GR 174641; (November, 2008) (Digest)
G.R. No. 174641 November 11, 2008
NATIONAL MINES and ALLIED WORKERS UNION (NAMAWU), petitioner, vs. MARCOPPER MINING CORPORATION, respondent.
FACTS
On April 1, 1996, the DENR ordered the indefinite suspension of MARCOPPER’s operations for causing environmental damage. NAMAWU, the exclusive bargaining representative of MARCOPPER’s rank-and-file workers, filed a complaint on April 10, 1996, for nonpayment of wages for six months (April 12 to October 12, 1996) and separation pay due to the suspension. Labor Arbiter Pedro C. Ramos ruled in favor of NAMAWU on March 14, 2000, ordering MARCOPPER and its officers to pay wages, separation pay, and attorney’s fees. MARCOPPER appealed to the NLRC. It posted an appeal bond for three non-striking employees but filed a motion to dispense with posting a bond for 615 NAMAWU members, arguing their employment had been terminated effective March 7, 1995, due to an earlier illegal strike (a fact confirmed by a final CA decision in CA-G.R. SP No. 51059). The NLRC dismissed MARCOPPER’s appeal on February 28, 2002, for failure to post the required appeal bond for all awarded claimants. The CA granted MARCOPPER’s petition for certiorari, nullifying the NLRC’s dismissal and ordering it to give due course to the appeal. The CA found the non-filing of the bond for the 615 members justified as they were no longer employees at the time of the operational suspension. NAMAWU filed the present petition.
ISSUE
Whether the Court of Appeals erred in ruling that there was no need for MARCOPPER to post an appeal bond for the 615 NAMAWU members and in ordering the NLRC to give due course to MARCOPPER’s appeal.
RULING
The Supreme Court DENIED the petition and AFFIRMED the Court of Appeals decision. The posting of an appeal bond is mandatory for the perfection of an appeal from a Labor Arbiter’s decision involving a monetary award. However, the Court recognized that the requirement presupposes that the award is in favor of parties who are employees entitled to the benefits awarded. In this case, the 615 NAMAWU members were dismissed for cause on March 7, 1995, due to an illegal strike, and this dismissal was affirmed by a final and executory judgment (CA-G.R. SP No. 51059, affirmed by the Supreme Court).

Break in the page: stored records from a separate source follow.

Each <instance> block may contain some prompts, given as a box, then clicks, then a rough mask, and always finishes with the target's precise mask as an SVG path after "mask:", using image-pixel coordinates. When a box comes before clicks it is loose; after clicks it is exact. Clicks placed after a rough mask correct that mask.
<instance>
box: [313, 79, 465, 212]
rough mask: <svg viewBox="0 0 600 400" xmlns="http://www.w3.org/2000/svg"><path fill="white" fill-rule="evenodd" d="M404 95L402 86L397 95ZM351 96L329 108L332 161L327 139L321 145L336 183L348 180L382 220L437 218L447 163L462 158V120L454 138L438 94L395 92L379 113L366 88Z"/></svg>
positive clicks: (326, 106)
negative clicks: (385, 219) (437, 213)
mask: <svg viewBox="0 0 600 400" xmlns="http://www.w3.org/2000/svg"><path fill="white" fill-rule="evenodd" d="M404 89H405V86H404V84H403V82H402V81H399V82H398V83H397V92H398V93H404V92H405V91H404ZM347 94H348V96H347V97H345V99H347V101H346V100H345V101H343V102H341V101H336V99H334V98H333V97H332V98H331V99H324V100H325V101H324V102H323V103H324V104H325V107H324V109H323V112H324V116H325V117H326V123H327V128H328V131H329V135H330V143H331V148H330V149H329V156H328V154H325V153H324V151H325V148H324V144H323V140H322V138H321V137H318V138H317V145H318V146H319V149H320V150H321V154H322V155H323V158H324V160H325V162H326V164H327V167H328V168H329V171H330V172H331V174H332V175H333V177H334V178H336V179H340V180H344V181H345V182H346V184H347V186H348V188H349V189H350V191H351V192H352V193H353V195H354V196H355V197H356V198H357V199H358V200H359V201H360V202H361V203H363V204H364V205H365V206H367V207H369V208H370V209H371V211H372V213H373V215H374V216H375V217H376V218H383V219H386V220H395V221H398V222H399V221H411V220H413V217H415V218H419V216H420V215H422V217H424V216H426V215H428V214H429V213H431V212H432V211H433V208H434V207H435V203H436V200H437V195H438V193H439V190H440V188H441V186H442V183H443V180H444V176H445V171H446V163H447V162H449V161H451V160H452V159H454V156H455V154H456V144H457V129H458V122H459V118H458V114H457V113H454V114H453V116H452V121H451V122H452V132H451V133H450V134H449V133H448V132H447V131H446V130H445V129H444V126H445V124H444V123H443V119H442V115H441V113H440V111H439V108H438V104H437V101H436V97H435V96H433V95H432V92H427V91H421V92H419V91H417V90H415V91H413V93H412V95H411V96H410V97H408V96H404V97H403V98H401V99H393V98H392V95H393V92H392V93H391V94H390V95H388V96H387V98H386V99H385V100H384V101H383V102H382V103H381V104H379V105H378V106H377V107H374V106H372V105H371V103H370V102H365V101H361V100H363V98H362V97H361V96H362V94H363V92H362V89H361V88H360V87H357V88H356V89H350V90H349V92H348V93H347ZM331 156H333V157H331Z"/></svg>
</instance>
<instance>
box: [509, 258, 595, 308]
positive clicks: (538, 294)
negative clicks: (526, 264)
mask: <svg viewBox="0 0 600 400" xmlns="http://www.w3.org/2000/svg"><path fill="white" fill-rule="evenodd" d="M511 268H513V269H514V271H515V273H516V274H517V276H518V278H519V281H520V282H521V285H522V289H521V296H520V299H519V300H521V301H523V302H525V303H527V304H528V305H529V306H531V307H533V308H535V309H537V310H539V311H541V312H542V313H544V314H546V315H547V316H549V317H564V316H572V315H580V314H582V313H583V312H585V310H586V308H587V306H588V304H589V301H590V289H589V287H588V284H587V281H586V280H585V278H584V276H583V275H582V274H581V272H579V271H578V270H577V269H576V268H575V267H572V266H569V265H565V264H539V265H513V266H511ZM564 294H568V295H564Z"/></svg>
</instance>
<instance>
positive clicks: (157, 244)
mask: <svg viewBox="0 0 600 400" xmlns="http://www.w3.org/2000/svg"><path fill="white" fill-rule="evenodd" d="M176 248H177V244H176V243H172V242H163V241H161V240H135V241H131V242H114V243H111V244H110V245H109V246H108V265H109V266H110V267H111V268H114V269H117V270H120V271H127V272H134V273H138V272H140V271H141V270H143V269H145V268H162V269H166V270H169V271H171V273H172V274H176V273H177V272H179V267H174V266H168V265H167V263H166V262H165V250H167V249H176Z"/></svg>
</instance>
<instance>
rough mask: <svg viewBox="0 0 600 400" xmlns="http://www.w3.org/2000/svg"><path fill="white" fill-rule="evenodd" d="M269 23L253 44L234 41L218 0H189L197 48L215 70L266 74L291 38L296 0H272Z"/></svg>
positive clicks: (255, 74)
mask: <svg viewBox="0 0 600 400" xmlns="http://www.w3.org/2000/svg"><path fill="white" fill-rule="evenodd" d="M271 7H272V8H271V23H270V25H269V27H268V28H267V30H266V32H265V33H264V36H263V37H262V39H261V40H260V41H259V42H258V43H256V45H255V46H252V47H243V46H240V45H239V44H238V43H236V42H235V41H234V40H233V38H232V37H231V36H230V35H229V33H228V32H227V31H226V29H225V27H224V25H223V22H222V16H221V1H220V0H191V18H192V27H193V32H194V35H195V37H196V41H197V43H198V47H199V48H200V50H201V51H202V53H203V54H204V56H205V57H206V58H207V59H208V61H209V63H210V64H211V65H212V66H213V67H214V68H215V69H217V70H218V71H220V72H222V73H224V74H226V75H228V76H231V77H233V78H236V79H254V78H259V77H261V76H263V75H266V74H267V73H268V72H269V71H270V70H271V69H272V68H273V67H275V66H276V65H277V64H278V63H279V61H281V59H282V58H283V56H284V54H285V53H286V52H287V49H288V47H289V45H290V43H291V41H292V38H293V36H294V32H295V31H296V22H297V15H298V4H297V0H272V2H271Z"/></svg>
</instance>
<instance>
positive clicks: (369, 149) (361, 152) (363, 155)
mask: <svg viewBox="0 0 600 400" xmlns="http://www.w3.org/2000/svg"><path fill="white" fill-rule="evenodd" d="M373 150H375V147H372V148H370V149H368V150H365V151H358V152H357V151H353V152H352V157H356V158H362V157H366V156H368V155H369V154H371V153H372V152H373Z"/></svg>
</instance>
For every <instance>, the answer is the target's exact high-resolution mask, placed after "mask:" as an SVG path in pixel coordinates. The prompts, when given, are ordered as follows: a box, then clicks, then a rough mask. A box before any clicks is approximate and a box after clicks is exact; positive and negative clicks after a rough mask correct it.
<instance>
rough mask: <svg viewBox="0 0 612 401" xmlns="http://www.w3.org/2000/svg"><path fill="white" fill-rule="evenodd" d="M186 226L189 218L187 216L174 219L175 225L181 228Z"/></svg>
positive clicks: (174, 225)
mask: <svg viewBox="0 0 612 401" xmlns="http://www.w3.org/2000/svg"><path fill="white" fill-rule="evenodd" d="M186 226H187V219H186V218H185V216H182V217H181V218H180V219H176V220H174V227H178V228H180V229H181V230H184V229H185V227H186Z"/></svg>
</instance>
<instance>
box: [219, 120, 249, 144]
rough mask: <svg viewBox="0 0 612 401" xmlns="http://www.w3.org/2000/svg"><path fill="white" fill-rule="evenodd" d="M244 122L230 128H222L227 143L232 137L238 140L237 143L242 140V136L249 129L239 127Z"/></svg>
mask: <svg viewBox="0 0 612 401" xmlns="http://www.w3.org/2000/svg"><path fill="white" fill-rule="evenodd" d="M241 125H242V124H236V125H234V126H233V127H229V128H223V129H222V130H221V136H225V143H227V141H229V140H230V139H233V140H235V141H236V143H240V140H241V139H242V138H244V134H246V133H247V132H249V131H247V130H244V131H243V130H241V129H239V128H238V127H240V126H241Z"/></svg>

Consequently, they were no longer employees of MARCOPPER when the environmental incident occurred and operations were suspended on April 1, 1996. Therefore, the Labor Arbiter’s award of wages and separation pay to these individuals had no legal basis. Requiring MARCOPPER to post a bond to guarantee an award for persons not entitled to it would be unjust and contrary to equity. The CA correctly considered the final judgment in the illegal strike case to resolve the appeal bond issue, as it established that the 615 members had no employer-employee relationship with MARCOPPER during the relevant period. The NLRC was ordered to give due course to MARCOPPER’s appeal to determine the merits, particularly concerning the three employees for whom a bond was posted and any others similarly situated but not part of the illegal strike case.